These Standard Terms and Conditions of Sale (“Agreement”) sets forth the terms and conditions (“Terms”) applicable to any procurement by a purchaser (“Customer”) of any hardware and software (collectively, (“Product” or “Products”) and/or various cloud services,managed services,maintenance services and support services (collectively, “Services”) from Zinfinity, LLC (“Zinfinity”). Zinfinity’s acceptance of Customer’s order is expressly conditioned on Customer’s acceptance of these Terms. Zinfinity expressly rejects all terms and conditions set forth on Customer's PO or other documentation which are contrary to, in addition to, or which in any way modify any of the Terms contained herein. Customer shall be conclusively deemed to have accepted these Terms upon Customer’s acceptance of a Zinfinity Quotation (“Sales Quote”) referencing this Agreement. Except to the extent Customer has a written, signed, separate agreement with Zinfinity governing the purchase and sale of Products and/or Services, these Terms supersede any previous communications, representations, or agreements between the parties regarding the purchase of Products and/or Services from Zinfinity. Any changes from these Terms, must be specifically agreed to in writing by an authorized representative of Zinfinity, before becoming binding on Zinfinity.

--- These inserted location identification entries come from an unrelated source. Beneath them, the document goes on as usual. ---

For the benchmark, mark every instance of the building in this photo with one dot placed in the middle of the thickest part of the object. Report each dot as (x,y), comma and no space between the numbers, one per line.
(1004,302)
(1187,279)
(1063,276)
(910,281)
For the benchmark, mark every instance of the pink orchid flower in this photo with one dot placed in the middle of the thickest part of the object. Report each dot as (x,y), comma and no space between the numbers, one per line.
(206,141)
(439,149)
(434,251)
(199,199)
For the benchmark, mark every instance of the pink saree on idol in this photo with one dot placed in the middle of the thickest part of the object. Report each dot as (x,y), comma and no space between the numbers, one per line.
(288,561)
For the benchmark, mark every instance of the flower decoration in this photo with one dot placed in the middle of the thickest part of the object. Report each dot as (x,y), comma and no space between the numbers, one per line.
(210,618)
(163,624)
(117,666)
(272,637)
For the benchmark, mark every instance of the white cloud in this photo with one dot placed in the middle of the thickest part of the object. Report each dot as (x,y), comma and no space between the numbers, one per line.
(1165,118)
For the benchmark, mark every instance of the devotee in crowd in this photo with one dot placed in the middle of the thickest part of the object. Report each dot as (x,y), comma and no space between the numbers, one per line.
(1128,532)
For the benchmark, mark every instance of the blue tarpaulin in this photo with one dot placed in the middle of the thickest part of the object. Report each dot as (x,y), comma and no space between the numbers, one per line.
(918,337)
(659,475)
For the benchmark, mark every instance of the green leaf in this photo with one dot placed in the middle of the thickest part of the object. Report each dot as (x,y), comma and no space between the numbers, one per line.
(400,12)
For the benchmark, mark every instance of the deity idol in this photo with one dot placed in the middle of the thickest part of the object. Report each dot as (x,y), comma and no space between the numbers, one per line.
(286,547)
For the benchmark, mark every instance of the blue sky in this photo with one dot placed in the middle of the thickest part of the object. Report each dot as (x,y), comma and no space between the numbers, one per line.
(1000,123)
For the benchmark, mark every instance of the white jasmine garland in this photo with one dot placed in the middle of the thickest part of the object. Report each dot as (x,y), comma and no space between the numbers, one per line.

Attorney’s Fees. In the event legal action is brought by either party, the prevailing party shall be entitled to reimbursement of reasonable attorney’s fees and court costs.
Waiver. The waiver by either party of any default or breach of this Agreement will be effective only in specific instances and for the specific purpose and shall not constitute a waiver of any other provision of this Agreement.
Survival of Obligations. Any obligations and duties that by their nature extended beyond the expiration or termination of this Agreement shall survive the termination of this Agreement shall survive the termination of this Agreement.